Sara Jo Ben Zvi highlighted how Eliav's study challenged assumptions about Jews avoiding Roman baths. She noted that the Talmudic sources showed rabbis enjoyed these facilities. She emphasized how Eliav used archaeological findings in Roman Judea to reinforce this conclusion. Ben Zvi praised the author's focus on engineering details that made such bathhouses possible. She observed that the rabbis navigated nudity, possible shaming, and ritual questions without forbidding these baths. She cited Eliav's notion of "filtered absorption," showing how Jews adopted Roman customs while modifying them. She concluded that the book offers a fresh view of ancient Judaism's interaction with Roman culture.

Jason Maston saw Eliav's work as a response to older views that Jews avoided Roman bathhouses. He noted that Eliav showed how rabbis actually frequented these spaces. He praised the detailed use of many texts demonstrating Jewish familiarity with bathhouse activities. He highlighted how Eliav addressed nudity, idolatry, social hierarchy, and magic in different chapters. He appreciated Eliav's concept of "filtered absorption". He concluded that scholars would find the book fascinating.

Irish theologian, Thomas O'Loughlin, said Eliav "displays a rare combination of skills", as he brings his cross-discipline expertise in rabbinic legal studies and religious history, to study "the culture of the bathhouse." O'Loughlin found the book well illustrated, showing the geographical locations of baths in the province of Syria. The reviewer said the book challenged the assumption that segregation from the larger society was a crucial part of how Judaism and Christianity came to define themselves. O'Loughlin said the book will be an uncomfortable read for "warriors in contemporary culture wars."

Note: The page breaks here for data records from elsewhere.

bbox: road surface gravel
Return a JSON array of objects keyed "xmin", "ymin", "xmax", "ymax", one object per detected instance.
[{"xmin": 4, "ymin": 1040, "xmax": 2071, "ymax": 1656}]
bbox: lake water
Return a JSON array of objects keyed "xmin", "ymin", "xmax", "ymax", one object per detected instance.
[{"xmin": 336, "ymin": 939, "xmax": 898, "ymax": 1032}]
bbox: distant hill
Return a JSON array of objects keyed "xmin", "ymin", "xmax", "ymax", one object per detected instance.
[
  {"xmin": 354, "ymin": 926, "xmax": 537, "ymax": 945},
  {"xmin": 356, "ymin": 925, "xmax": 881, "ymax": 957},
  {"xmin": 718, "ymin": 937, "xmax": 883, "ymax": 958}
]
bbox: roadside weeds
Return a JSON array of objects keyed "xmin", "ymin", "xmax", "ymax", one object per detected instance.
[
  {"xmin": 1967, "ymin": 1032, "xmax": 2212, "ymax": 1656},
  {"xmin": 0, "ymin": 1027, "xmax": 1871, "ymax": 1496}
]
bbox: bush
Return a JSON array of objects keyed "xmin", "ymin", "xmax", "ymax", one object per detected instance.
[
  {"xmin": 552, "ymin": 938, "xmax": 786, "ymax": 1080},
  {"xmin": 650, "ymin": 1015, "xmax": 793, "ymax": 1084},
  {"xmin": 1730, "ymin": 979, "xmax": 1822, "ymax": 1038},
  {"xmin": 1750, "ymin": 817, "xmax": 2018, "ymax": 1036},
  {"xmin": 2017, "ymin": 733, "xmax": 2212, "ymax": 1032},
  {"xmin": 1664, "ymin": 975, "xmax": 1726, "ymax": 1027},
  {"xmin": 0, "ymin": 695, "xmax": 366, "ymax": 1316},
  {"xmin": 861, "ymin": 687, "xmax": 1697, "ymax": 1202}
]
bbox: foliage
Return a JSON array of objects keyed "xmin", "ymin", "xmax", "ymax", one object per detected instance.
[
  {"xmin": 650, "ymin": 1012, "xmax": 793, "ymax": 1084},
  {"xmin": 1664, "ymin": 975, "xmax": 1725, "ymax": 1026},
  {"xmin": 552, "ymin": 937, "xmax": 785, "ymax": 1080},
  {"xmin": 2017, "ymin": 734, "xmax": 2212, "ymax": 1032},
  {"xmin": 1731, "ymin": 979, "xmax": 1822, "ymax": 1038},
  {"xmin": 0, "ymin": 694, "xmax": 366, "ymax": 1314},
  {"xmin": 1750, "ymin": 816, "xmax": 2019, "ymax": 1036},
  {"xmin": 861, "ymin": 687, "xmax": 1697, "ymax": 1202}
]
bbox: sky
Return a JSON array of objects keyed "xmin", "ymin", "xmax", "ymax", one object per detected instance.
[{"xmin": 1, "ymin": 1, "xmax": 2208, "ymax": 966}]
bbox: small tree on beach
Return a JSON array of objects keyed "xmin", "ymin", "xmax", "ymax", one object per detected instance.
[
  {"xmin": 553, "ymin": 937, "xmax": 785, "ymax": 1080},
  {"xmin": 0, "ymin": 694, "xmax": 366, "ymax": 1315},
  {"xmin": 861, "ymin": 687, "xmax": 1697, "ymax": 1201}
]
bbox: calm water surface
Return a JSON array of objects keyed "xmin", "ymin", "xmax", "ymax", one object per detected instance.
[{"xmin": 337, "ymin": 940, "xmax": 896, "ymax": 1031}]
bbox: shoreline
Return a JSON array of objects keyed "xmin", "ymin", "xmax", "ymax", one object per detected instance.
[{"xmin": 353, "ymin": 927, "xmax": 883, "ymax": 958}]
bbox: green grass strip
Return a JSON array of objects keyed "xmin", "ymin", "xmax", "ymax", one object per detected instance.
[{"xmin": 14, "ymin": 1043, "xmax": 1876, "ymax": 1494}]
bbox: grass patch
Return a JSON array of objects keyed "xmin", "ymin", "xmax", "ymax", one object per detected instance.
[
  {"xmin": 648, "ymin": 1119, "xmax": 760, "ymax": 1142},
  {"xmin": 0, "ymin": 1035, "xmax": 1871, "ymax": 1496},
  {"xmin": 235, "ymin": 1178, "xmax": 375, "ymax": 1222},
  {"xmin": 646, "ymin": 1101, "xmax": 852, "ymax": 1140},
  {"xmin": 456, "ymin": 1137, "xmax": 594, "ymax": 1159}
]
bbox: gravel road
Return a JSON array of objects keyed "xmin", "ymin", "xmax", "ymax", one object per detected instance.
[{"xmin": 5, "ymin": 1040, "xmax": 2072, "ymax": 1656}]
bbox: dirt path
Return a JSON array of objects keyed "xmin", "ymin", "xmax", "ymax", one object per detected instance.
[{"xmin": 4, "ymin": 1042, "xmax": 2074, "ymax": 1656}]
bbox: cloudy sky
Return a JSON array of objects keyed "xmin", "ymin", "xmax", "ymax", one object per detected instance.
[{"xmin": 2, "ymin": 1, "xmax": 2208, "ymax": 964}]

Simon Goldhill judged the book as a rich and detailed examination of Jewish identity within the multicultural environment of the Roman Empire. Goldhill observed how the author drew on an extensive range of sources – from Josephus and Philo to rabbinical texts – to illuminate the complexities of Jewish participation in Hellenistic culture. The reviewer admired the way the book challenged simplistic or purely self-serving historical claims. The author emphasized instead the nuanced nature of cultural interaction. Goldhill also remarked on how Eliav situated these interactions against broader debates about identity and multiculturalism in both ancient and modern contexts.